Should people’s worlds be connected or rather slightly disconnected?
Let’s look at an old etching. Allegory of Tolerance by Daniel Chodowiecki from 1792. Straight out of an epidemic of religious conflicts. Can you see this long lance by Minerva’s side (a personification of Wisdom and Reason)? Presumably it was a tool for determining the minimum safe distance.
Is it time to get used to walking around with a hussar copy?
No, it’s time to take tolerance seriously as the only sufficiently productive medium of any kind. This can be much more difficult than the martial art with a copy. An online tutorial by, let’s say, Don Quixote would be a great help.
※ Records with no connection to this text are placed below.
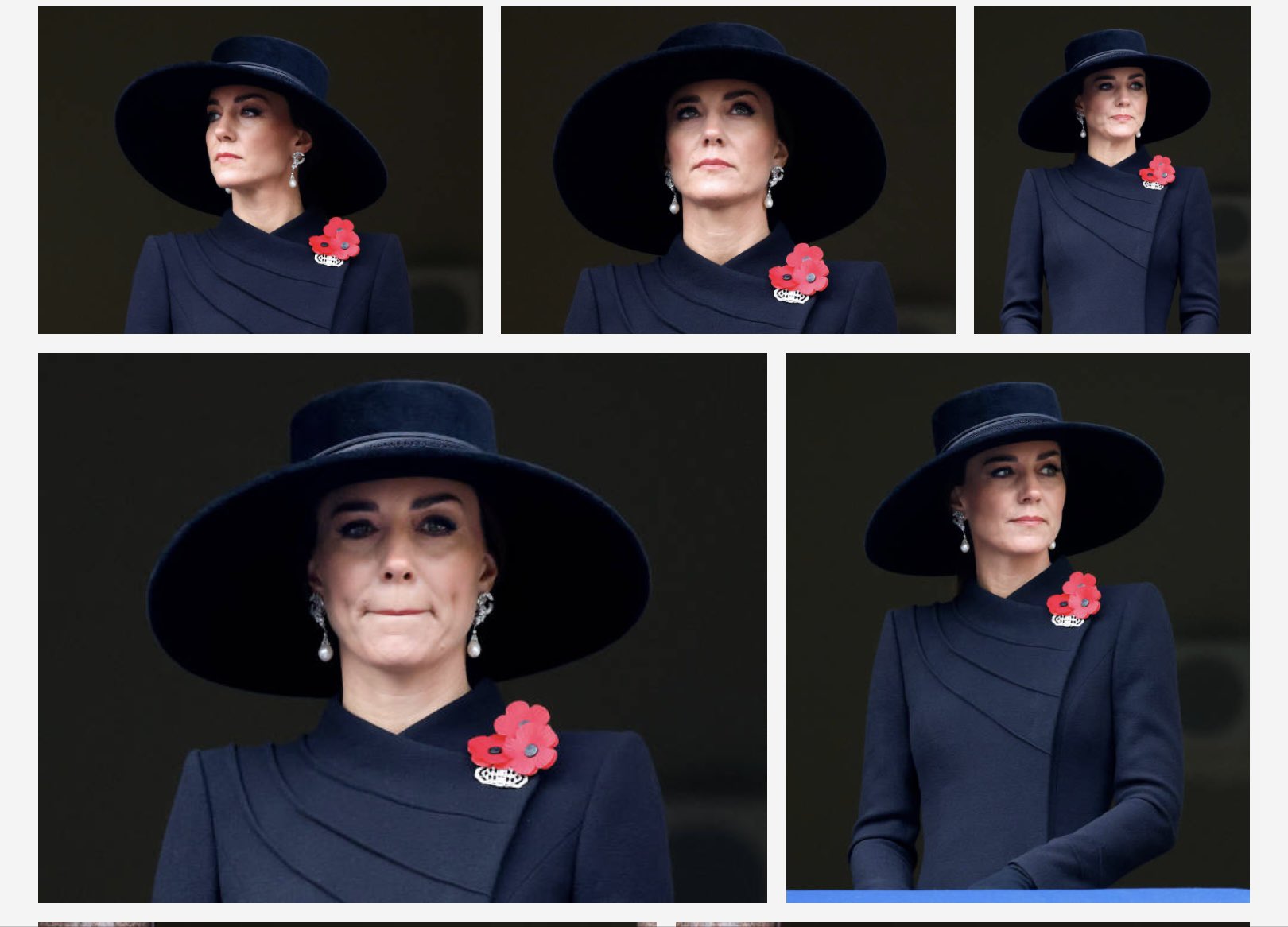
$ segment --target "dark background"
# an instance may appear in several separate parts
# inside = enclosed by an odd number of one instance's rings
[[[184,754],[314,726],[322,700],[173,664],[144,590],[184,520],[286,462],[296,408],[390,377],[479,391],[502,453],[582,483],[636,529],[653,573],[640,623],[502,693],[560,729],[638,730],[676,900],[764,901],[761,354],[41,357],[40,900],[147,900]]]
[[[1002,330],[1006,250],[1024,171],[1073,162],[1073,154],[1039,152],[1020,142],[1020,113],[1064,73],[1065,45],[1106,28],[1136,30],[1151,54],[1193,64],[1212,85],[1212,107],[1203,121],[1149,151],[1172,158],[1180,170],[1194,165],[1207,174],[1216,216],[1220,330],[1248,332],[1252,32],[1247,6],[1168,6],[1166,15],[1131,6],[975,8],[975,331]],[[1069,133],[1077,134],[1072,115]],[[1173,296],[1170,332],[1180,331],[1176,306]],[[1050,312],[1043,312],[1042,331],[1050,330]]]
[[[504,6],[502,331],[563,331],[582,268],[653,260],[596,238],[568,214],[551,167],[555,134],[573,100],[608,71],[656,50],[681,28],[730,21],[766,30],[788,54],[838,79],[863,102],[885,139],[889,171],[876,206],[848,229],[810,243],[841,260],[885,264],[899,331],[953,331],[951,6],[829,8],[822,19],[783,15],[773,8]],[[909,36],[916,37],[914,53]],[[661,167],[657,178],[640,183],[657,184],[657,207],[665,210],[670,194]],[[790,187],[788,154],[783,196],[790,196]]]
[[[40,331],[121,331],[143,239],[218,221],[139,176],[116,143],[113,120],[116,100],[135,77],[209,61],[215,45],[234,35],[289,39],[326,62],[327,100],[371,139],[389,169],[384,197],[345,218],[359,233],[393,232],[402,239],[416,331],[482,331],[478,6],[43,8]]]
[[[1247,887],[1247,354],[788,355],[787,886],[850,887],[846,848],[881,618],[953,597],[953,578],[869,564],[868,518],[933,456],[931,411],[1001,380],[1050,384],[1065,420],[1139,435],[1167,473],[1148,521],[1073,557],[1106,583],[1153,582],[1176,635],[1180,841],[1118,886]],[[890,399],[864,400],[872,395]]]

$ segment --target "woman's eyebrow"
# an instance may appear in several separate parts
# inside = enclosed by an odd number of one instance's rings
[[[438,505],[439,502],[455,502],[456,505],[465,507],[460,497],[452,493],[434,493],[433,496],[421,496],[419,500],[411,503],[412,511],[416,509],[428,509],[431,505]]]
[[[254,93],[242,94],[241,97],[234,97],[233,103],[245,103],[249,99],[261,99],[265,103],[268,103],[268,97],[265,97],[264,94],[254,94]],[[211,97],[210,99],[206,100],[206,106],[219,106],[219,100]]]

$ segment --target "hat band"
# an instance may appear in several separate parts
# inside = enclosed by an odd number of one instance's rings
[[[1139,49],[1110,49],[1109,52],[1096,52],[1094,55],[1087,55],[1081,62],[1069,68],[1065,73],[1073,73],[1078,68],[1087,67],[1087,64],[1095,64],[1097,61],[1104,61],[1105,58],[1117,58],[1122,55],[1137,55],[1140,58],[1149,58],[1149,52],[1140,52]]]
[[[305,84],[304,81],[301,81],[299,77],[296,77],[295,75],[292,75],[290,71],[282,71],[282,68],[276,68],[272,64],[260,64],[259,62],[218,62],[218,63],[219,64],[225,64],[228,67],[243,67],[243,68],[250,68],[251,71],[261,71],[261,72],[264,72],[267,75],[272,75],[273,77],[277,77],[278,80],[286,81],[291,86],[299,88],[300,90],[303,90],[304,93],[309,94],[310,97],[316,97],[317,95],[317,94],[313,93],[312,89],[309,89],[308,84]]]
[[[965,431],[960,431],[951,442],[940,448],[939,453],[948,453],[958,444],[972,440],[975,438],[988,438],[993,434],[1003,434],[1006,431],[1015,431],[1027,425],[1050,425],[1050,424],[1063,425],[1064,422],[1055,416],[1042,415],[1038,412],[1015,412],[1009,416],[1001,416],[998,418],[989,418],[979,425],[972,425]]]
[[[340,442],[339,444],[332,444],[325,451],[318,451],[313,454],[313,457],[310,457],[310,460],[330,457],[332,454],[350,453],[353,451],[372,451],[390,447],[431,447],[444,448],[448,451],[482,452],[482,449],[475,444],[462,442],[459,438],[450,438],[448,435],[433,434],[431,431],[380,431],[377,434],[361,435],[358,438],[350,438],[346,442]]]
Body exercises can be extremely useful.
Racial prejudice may lie in corporality, for example. Then “such unconscious affective intersomatic memory will help to clarify why ethnic and racial prejudices appear extremely resistant to rational arguments for tolerance. Since such prejudices are based on unconscious visceral sensations and muscle memory of discomfort of which we are not fully aware, we may be as unaware of them as we are of the prejudices they generate, although others can recognize them in our behavior. Parents may unknowingly instill such sense in their children without uttering a single word and without any overt display of prejudice, but simply through subtle expressions of discomfort painted on their faces or visible in their body posture, which every sensitive child assimilates and reacts to” (Richard Shusterman, Muscle Memory and the Somaesthetic Pathologies of Everyday Life, lecture given on 18th of May, 2013 at Jerzy Grotowski Institute in Wrocław, transl. W. Małecki).
Stay away from me today!
And what about tomorrow?
In a world of post-pandemic pragmatism and a desire to catch up on ‘delays’, it is time to get used to the fact that we need to exercise our bodies harder and that Fitts’s law is going to be a universal law after all. It will determine differences also recognized heretofore as moral choices.
Fitts’s law
An essential ingredient in the selection process of a graphic object (button, icon, person) is a targeted traffic. A model that has been repeatedly used to describe the timing of this movement is Fitts’s law. In its original form, this law takes the form
MT = a + b ( ID )
Index of Difficulty
The Index of Difficulty (ID) originally conceived as
ID = log2 (2A/W)
where A is the amplitude of the motion and W is the width of the target (tolerance).
The inverse of ID is interpreted as the index of performance (IP). It measures the efficiency (information capacity) of the eye-hand unit in performing a given activity, expressed in bits per second (bps).
Looking at what intolerance does to us is not the point anymore. It is better to have a look at what we are driven by while taking decisions. And the path is getting narrower, bumpier and bumpier. We have always been told to walk the vivid path of people not yet died. However, even those who are alive are no longer that intriguing. We are merely curious about the motives behind our behavior. Frequently no one shows ourselves. A description must suffice.
The school of tolerance under permanent competition amongst Descriptions. The length of the copy matters.